Is it the end of the world if $\alpha=0.005$ is the new norm?

In this paper by Benjamin et al (2017) on redefining statistical significance, they proposed to change the default P-value threshold for statistical significance from 0.05 to 0.005 for claims of new discoveries. That is the proposed p-value is one tenth of the conventional one!! Suppose the world changed to p=0.005. Do we need 10X more sample? As a researcher without sufficient funding, we care about how much additional sample we need suppose our hypothesis is true.

First let’s review how sample size is calculated. It is really a good review of basic concepts in probability theory and statistics.

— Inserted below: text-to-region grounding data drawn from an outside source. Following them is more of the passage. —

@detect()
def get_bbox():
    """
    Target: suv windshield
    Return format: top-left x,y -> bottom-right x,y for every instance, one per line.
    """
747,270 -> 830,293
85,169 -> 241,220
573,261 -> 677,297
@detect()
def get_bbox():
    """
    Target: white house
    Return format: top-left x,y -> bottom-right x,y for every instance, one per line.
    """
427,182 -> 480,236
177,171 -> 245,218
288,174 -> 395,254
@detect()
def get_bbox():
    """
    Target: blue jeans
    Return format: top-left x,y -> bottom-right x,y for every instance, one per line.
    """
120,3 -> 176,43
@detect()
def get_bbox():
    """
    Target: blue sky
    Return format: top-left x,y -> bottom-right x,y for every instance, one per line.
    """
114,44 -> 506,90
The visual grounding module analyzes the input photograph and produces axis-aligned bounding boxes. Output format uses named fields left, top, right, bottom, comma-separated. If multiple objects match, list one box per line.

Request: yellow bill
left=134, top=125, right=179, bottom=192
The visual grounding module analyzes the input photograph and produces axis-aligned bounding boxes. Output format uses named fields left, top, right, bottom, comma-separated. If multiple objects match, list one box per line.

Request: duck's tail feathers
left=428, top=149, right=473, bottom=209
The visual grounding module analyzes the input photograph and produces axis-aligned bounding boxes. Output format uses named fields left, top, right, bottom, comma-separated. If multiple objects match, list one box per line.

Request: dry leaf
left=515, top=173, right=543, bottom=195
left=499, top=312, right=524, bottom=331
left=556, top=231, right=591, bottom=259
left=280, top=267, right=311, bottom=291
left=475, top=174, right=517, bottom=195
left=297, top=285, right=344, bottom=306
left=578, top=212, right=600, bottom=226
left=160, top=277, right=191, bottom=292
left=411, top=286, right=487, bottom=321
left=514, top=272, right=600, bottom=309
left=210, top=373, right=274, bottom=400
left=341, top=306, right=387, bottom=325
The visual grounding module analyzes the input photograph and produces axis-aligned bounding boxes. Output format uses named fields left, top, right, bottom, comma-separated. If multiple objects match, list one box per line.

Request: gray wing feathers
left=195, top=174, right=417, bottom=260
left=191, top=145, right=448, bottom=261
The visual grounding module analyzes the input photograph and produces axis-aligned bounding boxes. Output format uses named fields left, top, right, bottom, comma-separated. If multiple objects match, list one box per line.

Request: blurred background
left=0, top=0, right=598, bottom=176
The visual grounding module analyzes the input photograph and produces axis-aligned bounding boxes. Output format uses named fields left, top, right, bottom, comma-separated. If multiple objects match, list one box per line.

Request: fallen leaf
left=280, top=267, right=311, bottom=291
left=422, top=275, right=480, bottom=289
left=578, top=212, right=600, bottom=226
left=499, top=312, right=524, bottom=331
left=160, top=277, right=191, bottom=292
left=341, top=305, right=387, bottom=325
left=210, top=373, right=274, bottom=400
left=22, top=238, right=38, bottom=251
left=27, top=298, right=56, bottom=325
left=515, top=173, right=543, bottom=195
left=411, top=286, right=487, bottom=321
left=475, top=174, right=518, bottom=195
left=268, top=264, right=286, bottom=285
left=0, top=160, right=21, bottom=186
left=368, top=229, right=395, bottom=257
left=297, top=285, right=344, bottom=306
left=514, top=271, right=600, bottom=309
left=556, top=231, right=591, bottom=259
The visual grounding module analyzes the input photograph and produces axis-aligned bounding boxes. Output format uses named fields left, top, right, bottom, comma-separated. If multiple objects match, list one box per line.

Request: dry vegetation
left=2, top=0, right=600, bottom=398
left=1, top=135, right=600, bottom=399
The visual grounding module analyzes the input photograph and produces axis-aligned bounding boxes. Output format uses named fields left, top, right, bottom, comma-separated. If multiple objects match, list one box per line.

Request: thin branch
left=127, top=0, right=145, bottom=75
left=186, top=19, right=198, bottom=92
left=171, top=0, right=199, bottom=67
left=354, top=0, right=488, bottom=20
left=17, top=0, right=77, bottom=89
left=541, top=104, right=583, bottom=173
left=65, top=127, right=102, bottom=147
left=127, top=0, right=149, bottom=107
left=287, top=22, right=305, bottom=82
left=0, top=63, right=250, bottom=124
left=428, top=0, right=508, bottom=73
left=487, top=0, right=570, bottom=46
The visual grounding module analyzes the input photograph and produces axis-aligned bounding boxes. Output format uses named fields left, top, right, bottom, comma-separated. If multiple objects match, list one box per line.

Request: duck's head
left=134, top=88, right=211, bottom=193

How Sample Size is Determined?

First we have to imagine that \(N\) participants will be randomly assigned into two groups: Treatment (T) and Control (C) group. Assume that there are equal numbers of participants in each group (\(N_T=N_C\)). The researcher is interested in testing whether the mean of the distribution \(\mu\) in two groups are different. More specifically, the researcher is comparing the two hypotheses:

\[H_0: \mu_T-\mu_C=\mu_0=0\] \[H_A: \mu_T-\mu_C =\mu_A \neq 0\]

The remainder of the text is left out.